Citation: 2009 FCA 230

 

Present:          DESJARDINS J.A.

 

BETWEEN:

ASSOCIATION DES CRABIERS ACADIENS INC.,

a company duly incorporated under the laws

of New Brunswick, JOËL GIONET, on his own behalf

and in his capacity as President of the Association des crabiers acadiens inc.,

ASSOCIATION DES CRABIERS GASPÉSIENS INC.,

an incorporated association registered under the laws of Quebec,

MARC COUTURE, on his own behalf and in his capacity

as Administrator of the Association des crabiers gaspésiens inc.,

ASSOCIATION DES CRABIERS DE LA BAIE, an unincorporated

association registered under the laws of Quebec, DANIEL DESBOIS,

on his own behalf and in his capacity as Administrator of the Association

des crabiers de la Baie, and ROBERT F. HACHÉ

 

Appellants

 

and

ATTORNEY GENERAL OF CANADA

Respondent

 

Motion dealt with in writing without appearance of the parties.

 

Order delivered at Ottawa, Ontario, on July 9, 2009.

 

REASONS FOR ORDER BY:                                                                              DESJARDINS J.A.

 


Date: 20090709

Docket: 09-A-21

Citation: 2009 FCA 230

 

Present: DESJARDINS J.A.

 

BETWEEN:

ASSOCIATION DES CRABIERS ACADIENS INC.,

a company duly incorporated under the laws

of New Brunswick, JOËL GIONET, on his own behalf

and in his capacity as President of the Association des crabiers acadiens inc.,

ASSOCIATION DES CRABIERS GASPÉSIENS INC.,

an incorporated association registered under the laws of Quebec,

MARC COUTURE, on his own behalf and in his capacity

as Administrator of the Association des crabiers gaspésiens inc.,

ASSOCIATION DES CRABIERS DE LA BAIE, an unincorporated

association registered under the laws of Quebec, DANIEL DESBOIS,

on his own behalf and in his capacity as Administrator of the Association

des crabiers de la Baie, and ROBERT F. HACHÉ

 

Appellants

 

and

ATTORNEY GENERAL OF CANADA

Respondent

 

 

REASONS FOR ORDER

 

[1]               The appellants bring this motion before the Court under Rule 369 of the Federal Courts Rules, SOR/98-106, (the Rules), seeking an extension of time to file a notice of appeal from a decision of Justice Sean J. Harrington of the Federal Court, dated April 27, 2009. The motion also seeks an order allowing the notice of appeal attached as Exhibit F to David Quesnel’s affidavit to be filed in support of the motion.

 

[2]               In his decision, Justice Harrington dismissed the appellants’ request for production of materials pursuant to sections 317 and 318 of the Rules.

 

[3]               The appellants explain that the deadline to file the notice of appeal of the judgment a quo was missed by reason of a calculation error.

 

[4]               They allege that their appeal raises valid issues, that they have had a continuing intention to appeal the judgment a quo, that the respondent will suffer no prejudice if the order the appellants seek is made and that the order is necessary to do justice to the parties.

 

[5]               The respondent challenges but one point.

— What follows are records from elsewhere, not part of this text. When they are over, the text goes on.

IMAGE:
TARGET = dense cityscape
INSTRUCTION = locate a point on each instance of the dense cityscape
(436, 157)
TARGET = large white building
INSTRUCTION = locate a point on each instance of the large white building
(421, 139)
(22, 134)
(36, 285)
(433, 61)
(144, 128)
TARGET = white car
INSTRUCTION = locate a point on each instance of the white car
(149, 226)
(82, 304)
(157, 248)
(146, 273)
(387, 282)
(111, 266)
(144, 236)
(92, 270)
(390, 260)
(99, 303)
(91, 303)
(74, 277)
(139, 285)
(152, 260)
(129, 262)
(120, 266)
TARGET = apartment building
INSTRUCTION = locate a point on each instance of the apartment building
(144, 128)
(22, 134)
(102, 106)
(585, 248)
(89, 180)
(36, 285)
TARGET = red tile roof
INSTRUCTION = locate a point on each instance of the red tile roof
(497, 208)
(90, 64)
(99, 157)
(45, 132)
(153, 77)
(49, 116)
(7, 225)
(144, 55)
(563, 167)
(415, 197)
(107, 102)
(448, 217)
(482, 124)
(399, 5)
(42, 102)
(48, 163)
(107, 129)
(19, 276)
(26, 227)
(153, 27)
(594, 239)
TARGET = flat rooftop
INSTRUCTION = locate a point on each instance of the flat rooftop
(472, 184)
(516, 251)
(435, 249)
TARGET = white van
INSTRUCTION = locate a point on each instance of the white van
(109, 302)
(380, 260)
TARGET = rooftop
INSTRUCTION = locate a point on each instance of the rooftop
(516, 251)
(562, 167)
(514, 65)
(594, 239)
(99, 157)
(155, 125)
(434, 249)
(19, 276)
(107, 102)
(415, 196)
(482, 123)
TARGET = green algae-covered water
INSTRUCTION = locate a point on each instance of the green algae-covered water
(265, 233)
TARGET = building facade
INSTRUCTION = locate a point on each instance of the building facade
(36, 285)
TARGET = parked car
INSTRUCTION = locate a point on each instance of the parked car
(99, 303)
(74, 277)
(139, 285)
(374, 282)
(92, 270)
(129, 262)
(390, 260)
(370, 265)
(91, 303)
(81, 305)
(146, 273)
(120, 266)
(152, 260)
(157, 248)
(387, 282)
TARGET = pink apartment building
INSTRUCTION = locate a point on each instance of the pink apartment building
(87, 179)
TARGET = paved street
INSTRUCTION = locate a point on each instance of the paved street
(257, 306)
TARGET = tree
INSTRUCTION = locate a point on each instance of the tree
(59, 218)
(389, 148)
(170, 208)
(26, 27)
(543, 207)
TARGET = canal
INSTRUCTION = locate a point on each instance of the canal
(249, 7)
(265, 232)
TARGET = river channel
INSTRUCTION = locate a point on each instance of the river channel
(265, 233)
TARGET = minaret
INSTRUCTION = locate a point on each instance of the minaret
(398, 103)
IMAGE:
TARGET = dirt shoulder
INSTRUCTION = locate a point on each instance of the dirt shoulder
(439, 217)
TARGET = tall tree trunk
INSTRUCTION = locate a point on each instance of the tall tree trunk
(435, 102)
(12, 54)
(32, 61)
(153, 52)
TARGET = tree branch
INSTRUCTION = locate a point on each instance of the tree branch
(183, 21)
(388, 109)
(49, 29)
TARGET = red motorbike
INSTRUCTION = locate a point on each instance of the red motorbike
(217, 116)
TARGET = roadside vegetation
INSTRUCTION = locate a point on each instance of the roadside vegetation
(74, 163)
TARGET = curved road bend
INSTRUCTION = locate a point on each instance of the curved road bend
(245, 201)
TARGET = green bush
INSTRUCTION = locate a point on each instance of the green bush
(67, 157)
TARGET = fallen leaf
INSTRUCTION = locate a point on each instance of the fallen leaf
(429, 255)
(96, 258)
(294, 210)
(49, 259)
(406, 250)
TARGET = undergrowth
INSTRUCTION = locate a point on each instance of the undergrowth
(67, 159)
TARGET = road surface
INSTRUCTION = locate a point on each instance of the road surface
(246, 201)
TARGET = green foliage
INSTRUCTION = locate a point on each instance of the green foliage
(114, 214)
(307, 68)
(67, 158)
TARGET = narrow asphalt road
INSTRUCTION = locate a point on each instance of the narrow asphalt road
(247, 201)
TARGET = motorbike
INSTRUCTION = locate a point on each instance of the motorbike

He alleges that the issues the appellants wish to submit to the Federal Court of Appeal are not valid issues and that nothing in their motion establishes that this appeal might have merit. The respondent is not contesting that there might be special circumstances showing or explaining why the appeal was not filed within the required time; that the appellants’ intention to appeal existed before the time to appeal ran out; that the delay has not been excessive; that the Crown will not be prejudiced in any way by an extension of time within which to appeal; and that it is in the interests of justice to grant the time extension.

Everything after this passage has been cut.